Q1. What does a day at work look like to you?
Lots of meetings! Our team’s job is to think about every possible way we can reach voters across the country, so we have 8:30 a.m., 9:00 a.m., 9:40 a.m., and 11:00 a.m. meetings every day on different things. Throughout the day my job is to help our team, and help the states with whatever they need. There really is no down time—you wake up looking at your phone to figure out what email you may have missed and you go to sleep with your phone right next to you.
The days range from meetings about registering voters in the African-American community versus the Latino community, what are we doing to reach high school students versus college students versus those who aren’t in school at all, what are we doing for the Jewish community, how we’re talking to people of faith about the President’s values—we’re having a meeting today with women’s leaders about the policies the President has been pushing to support women. I’m lucky if I get out of here at 9:00 p.m., but you’re never really off. The one thing about this job is time is always against you. It’s one of the few jobs you have where there’s a very clear end date, so even when you walk out of here you’re never done. But it’s worth it. I’ve been with President Obama for 6 1/2 years now and there’s nothing I’d rather be doing.
Q2. How did you first come to the campaign?
I used to be a sports producer here in Chicago, but I felt I was going to be one of three things, ever since I was little: I was going to be in politics, I was going to be a preacher, or I was going to go into journalism. So I went to school for broadcast journalism, but I felt like I needed to do more. In 2005 I started interning with a state senator, and a woman walked in and said: “If you all don’t help me, I’m going to lose my home.” We helped her, and that was a sign for me that it was the right thing to do—that I needed to be in politics full-time.
In January of 2006, I went to D.C. for a one-week training. I met Senator Obama and it changed my life forever. I learned how to run campaigns, and got sent to Michigan to run a few state races. And I was in Iowa the next year, on March 4th, 2007, first day. The President was there for a trip that weekend, and we’ve been going ever since. I went to the White House and directed our African-American and minority-business outreach, but last August it was time to jump back in, and I haven’t looked back.
Q3. What’s your favorite part of your job?
Every day is different, and every day I’m thinking about helping all our communities in different ways. I’m never bored, that’s for sure. And when you go out to the states and see what’s happening on the ground and see how excited people are, it makes everything worth it. The airport and I have become close friends!
Q4. What's the most unexpected part of your job?
Even when you know it’s going to be crazy, it’s crazier than you thought. It’s always changing—always changing.

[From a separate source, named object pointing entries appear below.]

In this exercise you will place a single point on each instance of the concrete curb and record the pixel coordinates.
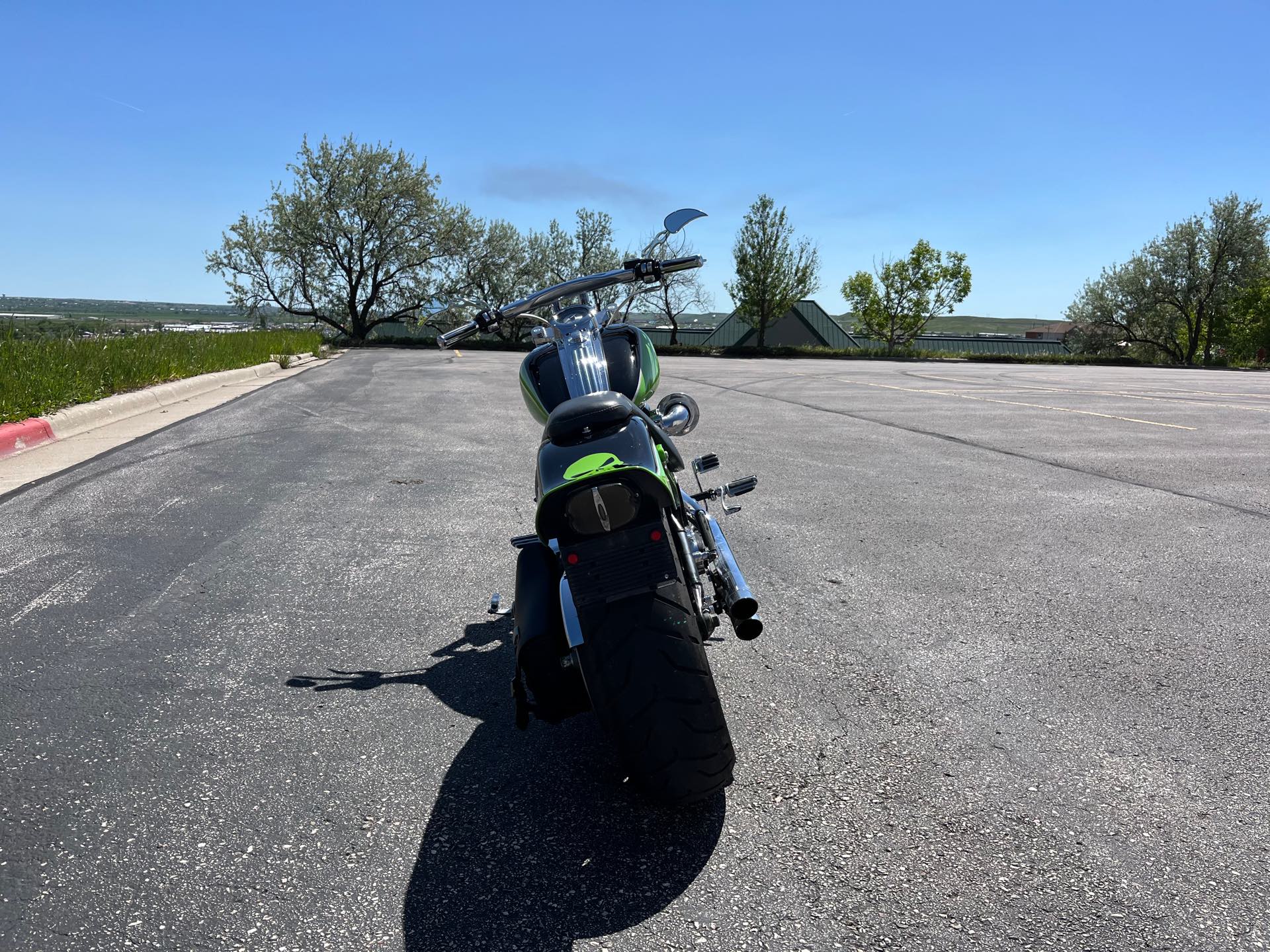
(24, 434)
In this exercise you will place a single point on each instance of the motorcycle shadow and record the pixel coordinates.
(534, 840)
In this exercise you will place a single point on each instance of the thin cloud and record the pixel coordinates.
(118, 103)
(532, 183)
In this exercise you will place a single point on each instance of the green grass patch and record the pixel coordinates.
(41, 376)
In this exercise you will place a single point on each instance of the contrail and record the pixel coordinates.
(118, 103)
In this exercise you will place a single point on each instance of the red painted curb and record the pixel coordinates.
(24, 434)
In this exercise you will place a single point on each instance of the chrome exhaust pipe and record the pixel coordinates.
(737, 597)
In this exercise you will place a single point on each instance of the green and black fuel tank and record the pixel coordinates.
(633, 370)
(622, 466)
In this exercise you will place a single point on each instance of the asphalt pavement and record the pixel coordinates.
(1011, 694)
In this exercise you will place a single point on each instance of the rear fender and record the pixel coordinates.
(540, 637)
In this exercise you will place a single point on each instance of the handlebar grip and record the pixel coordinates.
(452, 337)
(683, 264)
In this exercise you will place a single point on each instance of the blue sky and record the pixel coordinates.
(1043, 140)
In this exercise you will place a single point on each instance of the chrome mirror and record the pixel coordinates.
(675, 221)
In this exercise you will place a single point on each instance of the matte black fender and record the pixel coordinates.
(540, 637)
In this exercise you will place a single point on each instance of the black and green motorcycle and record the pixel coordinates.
(611, 604)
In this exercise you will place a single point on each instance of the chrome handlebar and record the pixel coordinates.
(452, 337)
(635, 270)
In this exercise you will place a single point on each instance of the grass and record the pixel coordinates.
(40, 376)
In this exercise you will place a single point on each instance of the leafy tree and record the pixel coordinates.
(773, 272)
(907, 294)
(671, 299)
(359, 239)
(498, 270)
(1176, 295)
(559, 255)
(1249, 331)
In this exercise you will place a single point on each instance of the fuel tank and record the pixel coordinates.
(633, 370)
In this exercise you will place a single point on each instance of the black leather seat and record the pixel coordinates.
(596, 411)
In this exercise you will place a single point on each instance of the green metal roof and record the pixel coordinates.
(951, 344)
(661, 337)
(824, 331)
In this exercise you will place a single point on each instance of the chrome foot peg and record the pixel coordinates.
(737, 488)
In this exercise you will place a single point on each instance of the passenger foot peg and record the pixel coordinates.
(705, 463)
(737, 488)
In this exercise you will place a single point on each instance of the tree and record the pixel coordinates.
(679, 292)
(1176, 294)
(1250, 321)
(498, 270)
(360, 239)
(773, 272)
(907, 294)
(558, 255)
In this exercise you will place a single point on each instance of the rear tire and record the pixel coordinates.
(651, 684)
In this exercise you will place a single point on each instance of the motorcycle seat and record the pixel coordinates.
(597, 412)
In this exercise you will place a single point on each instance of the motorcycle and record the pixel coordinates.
(611, 607)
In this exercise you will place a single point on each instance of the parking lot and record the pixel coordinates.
(1011, 694)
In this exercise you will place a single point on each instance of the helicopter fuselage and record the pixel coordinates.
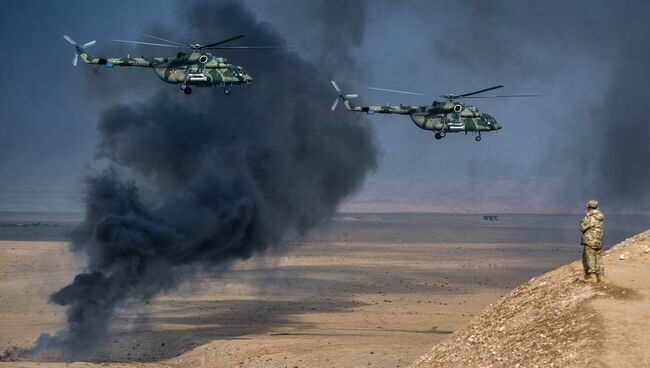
(187, 69)
(440, 117)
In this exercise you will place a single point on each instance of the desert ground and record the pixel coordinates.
(364, 290)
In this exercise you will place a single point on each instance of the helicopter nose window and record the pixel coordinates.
(238, 72)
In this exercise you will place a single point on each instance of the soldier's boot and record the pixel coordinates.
(591, 278)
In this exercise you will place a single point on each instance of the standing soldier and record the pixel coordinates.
(593, 227)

Q5. Tell us a fun fact about yourself:
When I was younger I was pretty involved in karate. I think I got to an orange belt … it was a long time ago! And this comes to mind, maybe it was foreshadowing: My family is from Jamaica, and my full name is Michael Alexander Blake. Michael comes from Michael Manley, who was arguably the most famous prime minister there, and Alexander comes from Alexander Bustamante, a prominent Jamaican labor leader. So in some ways, it’s fascinating that I took on this name and took on this personality. It was always there.